Along with the magazine, Ploughshares publishes long stories, long essays and novellas specifically for the digital format, known as Ploughshares Solos.
It publishes nine a year and are available only on e-readers at first, said Randolph.
At the end of the year it gathers those digital stories into an omnibus that is available to all subscribers, and those interested in purchasing just the book.
Originally, the magazine only published fiction pieces between 5,000 and 6,000 words, but has recently opened up to poetry, and novel and memoir excerpts. It also publishes longer fiction and non-fiction pieces between 6.000 and 25,000 words long, as part of its digital series.
Aside from word count limits for submissions, it has one other publication restriction. Since Ploughshares resides on the Emerson College campus, it cannot publish work by current students, faculty, or employees.
Even with the nationwide recognition as a literary force, the magazine is still a small production. There are only 3 full-time staff members.
With the small teams working at magazines, going digital might be a good thing.
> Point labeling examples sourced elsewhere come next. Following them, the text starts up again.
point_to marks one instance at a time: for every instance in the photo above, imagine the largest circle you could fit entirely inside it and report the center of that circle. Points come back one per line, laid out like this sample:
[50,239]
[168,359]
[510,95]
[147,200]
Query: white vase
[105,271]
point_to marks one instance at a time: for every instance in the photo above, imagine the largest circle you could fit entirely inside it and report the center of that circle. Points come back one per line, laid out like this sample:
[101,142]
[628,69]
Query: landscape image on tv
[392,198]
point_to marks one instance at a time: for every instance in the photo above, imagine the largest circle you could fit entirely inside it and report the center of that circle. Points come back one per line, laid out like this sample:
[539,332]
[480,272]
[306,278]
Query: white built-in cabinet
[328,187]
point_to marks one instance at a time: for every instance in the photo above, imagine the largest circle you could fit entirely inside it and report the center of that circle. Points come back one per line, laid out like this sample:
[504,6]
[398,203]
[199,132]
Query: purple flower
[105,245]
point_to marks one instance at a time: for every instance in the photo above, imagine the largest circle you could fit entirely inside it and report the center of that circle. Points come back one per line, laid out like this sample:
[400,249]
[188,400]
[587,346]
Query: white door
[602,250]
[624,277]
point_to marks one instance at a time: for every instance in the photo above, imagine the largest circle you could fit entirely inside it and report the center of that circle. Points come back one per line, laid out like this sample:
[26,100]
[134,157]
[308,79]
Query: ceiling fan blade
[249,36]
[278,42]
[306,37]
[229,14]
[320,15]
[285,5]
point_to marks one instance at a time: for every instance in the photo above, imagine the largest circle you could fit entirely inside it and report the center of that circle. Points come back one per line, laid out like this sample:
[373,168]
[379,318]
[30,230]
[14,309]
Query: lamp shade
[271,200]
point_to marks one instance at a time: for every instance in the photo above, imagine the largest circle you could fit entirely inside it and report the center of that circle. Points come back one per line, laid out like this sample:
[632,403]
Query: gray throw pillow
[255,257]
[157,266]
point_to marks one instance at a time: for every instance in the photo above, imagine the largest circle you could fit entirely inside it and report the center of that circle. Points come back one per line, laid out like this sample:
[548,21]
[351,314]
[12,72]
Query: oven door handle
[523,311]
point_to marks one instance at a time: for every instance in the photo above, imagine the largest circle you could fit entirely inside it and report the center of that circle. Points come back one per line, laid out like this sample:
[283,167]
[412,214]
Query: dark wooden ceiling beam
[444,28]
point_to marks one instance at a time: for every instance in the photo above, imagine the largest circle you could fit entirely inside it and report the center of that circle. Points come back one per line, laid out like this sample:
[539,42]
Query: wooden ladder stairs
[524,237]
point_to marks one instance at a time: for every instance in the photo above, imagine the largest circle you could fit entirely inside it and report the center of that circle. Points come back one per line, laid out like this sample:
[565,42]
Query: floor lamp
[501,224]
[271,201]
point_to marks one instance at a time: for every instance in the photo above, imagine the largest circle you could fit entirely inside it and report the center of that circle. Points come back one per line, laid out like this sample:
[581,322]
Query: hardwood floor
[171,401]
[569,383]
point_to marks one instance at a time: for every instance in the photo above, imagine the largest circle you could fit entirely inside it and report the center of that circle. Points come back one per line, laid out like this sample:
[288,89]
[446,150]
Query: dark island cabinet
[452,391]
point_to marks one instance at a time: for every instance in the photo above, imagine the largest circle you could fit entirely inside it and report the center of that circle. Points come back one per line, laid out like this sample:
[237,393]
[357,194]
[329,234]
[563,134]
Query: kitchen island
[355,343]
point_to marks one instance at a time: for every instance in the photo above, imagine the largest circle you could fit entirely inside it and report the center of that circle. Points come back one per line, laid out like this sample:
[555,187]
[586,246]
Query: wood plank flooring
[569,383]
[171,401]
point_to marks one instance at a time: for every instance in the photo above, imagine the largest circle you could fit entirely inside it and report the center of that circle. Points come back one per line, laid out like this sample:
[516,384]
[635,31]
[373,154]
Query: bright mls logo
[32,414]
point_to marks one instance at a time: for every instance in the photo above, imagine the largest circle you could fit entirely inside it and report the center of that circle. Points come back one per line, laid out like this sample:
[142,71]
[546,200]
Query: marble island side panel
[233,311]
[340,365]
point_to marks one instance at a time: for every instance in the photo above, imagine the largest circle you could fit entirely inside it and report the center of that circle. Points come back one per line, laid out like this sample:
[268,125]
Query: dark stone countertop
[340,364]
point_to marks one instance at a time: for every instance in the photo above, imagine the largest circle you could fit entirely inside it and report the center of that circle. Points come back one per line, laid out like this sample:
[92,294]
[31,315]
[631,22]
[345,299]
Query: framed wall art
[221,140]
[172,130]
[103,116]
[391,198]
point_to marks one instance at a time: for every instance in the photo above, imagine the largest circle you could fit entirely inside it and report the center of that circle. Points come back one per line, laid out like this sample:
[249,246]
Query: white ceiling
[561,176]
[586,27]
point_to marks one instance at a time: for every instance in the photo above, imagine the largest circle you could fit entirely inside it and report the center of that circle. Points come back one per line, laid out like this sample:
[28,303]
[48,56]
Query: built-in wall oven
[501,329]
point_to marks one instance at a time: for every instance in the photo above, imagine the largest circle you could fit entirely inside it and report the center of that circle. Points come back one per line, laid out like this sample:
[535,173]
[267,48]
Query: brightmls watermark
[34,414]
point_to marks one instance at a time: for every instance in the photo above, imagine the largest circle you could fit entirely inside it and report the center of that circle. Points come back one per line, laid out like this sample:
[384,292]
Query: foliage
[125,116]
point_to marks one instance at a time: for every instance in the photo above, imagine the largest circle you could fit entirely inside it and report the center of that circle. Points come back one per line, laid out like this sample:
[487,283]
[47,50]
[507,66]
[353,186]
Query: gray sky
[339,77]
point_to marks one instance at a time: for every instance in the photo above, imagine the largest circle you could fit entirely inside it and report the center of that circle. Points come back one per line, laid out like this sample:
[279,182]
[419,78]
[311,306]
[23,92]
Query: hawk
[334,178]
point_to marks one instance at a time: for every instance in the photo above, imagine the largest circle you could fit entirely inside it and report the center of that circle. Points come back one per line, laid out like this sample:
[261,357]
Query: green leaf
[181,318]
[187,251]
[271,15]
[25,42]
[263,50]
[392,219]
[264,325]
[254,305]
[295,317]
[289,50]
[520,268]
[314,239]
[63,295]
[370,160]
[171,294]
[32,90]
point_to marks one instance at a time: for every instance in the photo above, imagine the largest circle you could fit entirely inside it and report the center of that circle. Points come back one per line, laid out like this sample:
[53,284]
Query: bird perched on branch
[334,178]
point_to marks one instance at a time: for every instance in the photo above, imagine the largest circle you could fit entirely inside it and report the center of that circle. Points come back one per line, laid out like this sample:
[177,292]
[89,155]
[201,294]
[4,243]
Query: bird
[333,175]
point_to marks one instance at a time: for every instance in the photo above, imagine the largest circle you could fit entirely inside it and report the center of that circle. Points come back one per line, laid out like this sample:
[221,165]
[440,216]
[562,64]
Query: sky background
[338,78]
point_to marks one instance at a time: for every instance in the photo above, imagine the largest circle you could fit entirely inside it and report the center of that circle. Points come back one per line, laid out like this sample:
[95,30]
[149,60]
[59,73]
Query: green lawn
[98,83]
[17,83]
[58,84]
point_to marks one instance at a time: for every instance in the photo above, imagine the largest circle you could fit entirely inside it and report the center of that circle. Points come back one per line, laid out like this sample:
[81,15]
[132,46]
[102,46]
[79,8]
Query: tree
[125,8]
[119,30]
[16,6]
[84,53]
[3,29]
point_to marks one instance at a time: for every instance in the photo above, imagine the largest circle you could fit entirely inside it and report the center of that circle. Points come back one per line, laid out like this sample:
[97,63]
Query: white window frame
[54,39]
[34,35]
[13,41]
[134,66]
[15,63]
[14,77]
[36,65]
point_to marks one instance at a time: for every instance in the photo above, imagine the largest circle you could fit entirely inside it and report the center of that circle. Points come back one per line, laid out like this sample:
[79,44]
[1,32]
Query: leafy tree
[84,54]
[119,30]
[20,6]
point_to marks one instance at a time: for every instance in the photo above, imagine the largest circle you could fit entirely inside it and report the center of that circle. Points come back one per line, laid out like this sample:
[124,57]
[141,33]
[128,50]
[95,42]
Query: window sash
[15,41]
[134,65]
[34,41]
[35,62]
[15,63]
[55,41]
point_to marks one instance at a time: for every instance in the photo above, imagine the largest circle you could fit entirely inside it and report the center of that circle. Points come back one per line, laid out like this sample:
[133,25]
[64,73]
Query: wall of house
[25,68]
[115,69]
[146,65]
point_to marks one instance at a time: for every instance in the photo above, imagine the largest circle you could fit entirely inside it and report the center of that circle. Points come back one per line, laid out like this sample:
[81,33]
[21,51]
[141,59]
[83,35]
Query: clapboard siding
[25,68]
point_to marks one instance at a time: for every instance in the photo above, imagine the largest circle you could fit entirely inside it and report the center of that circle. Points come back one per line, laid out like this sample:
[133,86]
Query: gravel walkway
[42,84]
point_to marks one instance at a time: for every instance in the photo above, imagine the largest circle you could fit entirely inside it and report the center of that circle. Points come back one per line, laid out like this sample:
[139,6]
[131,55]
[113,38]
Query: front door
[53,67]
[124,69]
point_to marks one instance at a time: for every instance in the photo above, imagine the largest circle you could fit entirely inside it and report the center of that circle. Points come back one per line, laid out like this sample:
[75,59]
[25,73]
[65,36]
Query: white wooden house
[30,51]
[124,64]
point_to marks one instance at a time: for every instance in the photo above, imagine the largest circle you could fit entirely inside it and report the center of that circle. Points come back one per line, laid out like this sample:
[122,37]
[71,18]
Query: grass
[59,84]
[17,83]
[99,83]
Emerson College E-publisher-in-Residence, John Rodzvilla knows all about digital publishing and the popularity of the e-book. He teaches courses in web development, which focuses on the design and formatting of images and text, e-publishing, and courses on the business and legal aspects of publishing from copyright to contract rights, licensing and permissions.
He said he thinks the digital book now is just replicating the print book , adding, that that is fine since they’ve only been creating digital content for two decades. But change is on the horizon. “There’s a promise of what we can do with digital content, and e-books.” Rodzvilla said. “It’s mind-blowing.”